The new scalar equivalent stress, based on the dissipation and with the consideration of unresolved turbulent motions, could be used to calibrate new prediction models. If our hypothesis is correct and the introduced scalar equivalent stress represents all turbulent fluctuations, it should make equivalent scalar calculations out of (U)RANS computations, which are the industrial standard, more reliable.
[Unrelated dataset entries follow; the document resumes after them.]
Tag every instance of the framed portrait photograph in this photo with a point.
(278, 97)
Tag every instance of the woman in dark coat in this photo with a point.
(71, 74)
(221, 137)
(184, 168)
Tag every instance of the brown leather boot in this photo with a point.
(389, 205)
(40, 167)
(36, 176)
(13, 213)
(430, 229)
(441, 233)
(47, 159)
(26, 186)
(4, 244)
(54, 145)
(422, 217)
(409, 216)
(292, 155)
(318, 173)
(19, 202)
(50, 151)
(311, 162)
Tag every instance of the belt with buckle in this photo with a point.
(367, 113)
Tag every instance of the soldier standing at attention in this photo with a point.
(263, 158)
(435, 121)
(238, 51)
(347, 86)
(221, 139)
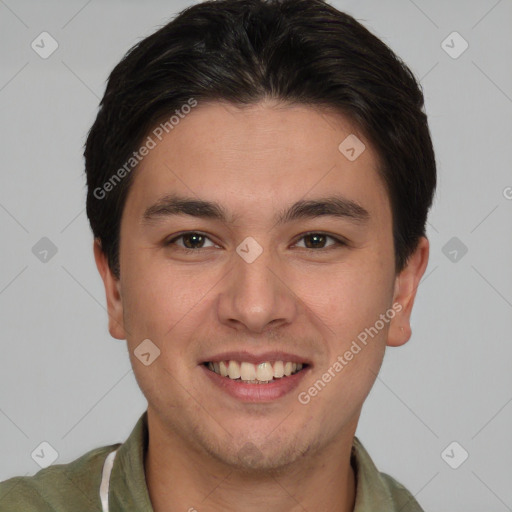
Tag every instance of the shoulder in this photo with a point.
(400, 496)
(58, 488)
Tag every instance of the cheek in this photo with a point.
(158, 299)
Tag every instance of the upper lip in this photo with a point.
(251, 357)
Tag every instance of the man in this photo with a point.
(259, 177)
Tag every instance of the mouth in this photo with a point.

The proposed equivalent stress should have the same level of grid dependency as first-order quantities, i.e. velocity and pressure. This would make different blood damage prediction results out of CFD computations more comparable between each other.

The result was that the total mechanical stresses from RANS and LES computations are in good agreement with the baseline stresses from DNS. The global stress calculation, compared by computing volume integrals over the stresses, is improved by at least 54 percentage points compared between RANS neglecting modeled scales and with modeled scales. The \(MIH\) calculation was improved by at least 40 percentage points when the modeled mechanical stresses are taken into account in the prediction and the values from the DNS are used as a basis. From this it can be concluded that this stress definition should be used for numerical simulations of turbulent flows including turbulence modeling, since otherwise gradients that would occur in the fully resolved turbulent flow are simply ignored for the mechanical stress calculation and for further blood damage prediction using RANS or LES. The prerequisite of the proposed scalar equivalent stress is a correct turbulence modeling. The study further indicates and hopefully proves that dissipation is the key parameter when quantifying blood damage within turbulent flows when quantifying blood damage within turbulent flows numerically using an equivalent stress formulation. Only if an adequately experimentally determined prediction model and a numerically obtained stress field, which contains all acting motions, are combined, a generally valid numerical blood damage prediction could become possible in the future. In this context, the new equivalent stress presented in this paper shows how the total equivalent stress can be considered for the application of these damage models to be developed in numerics.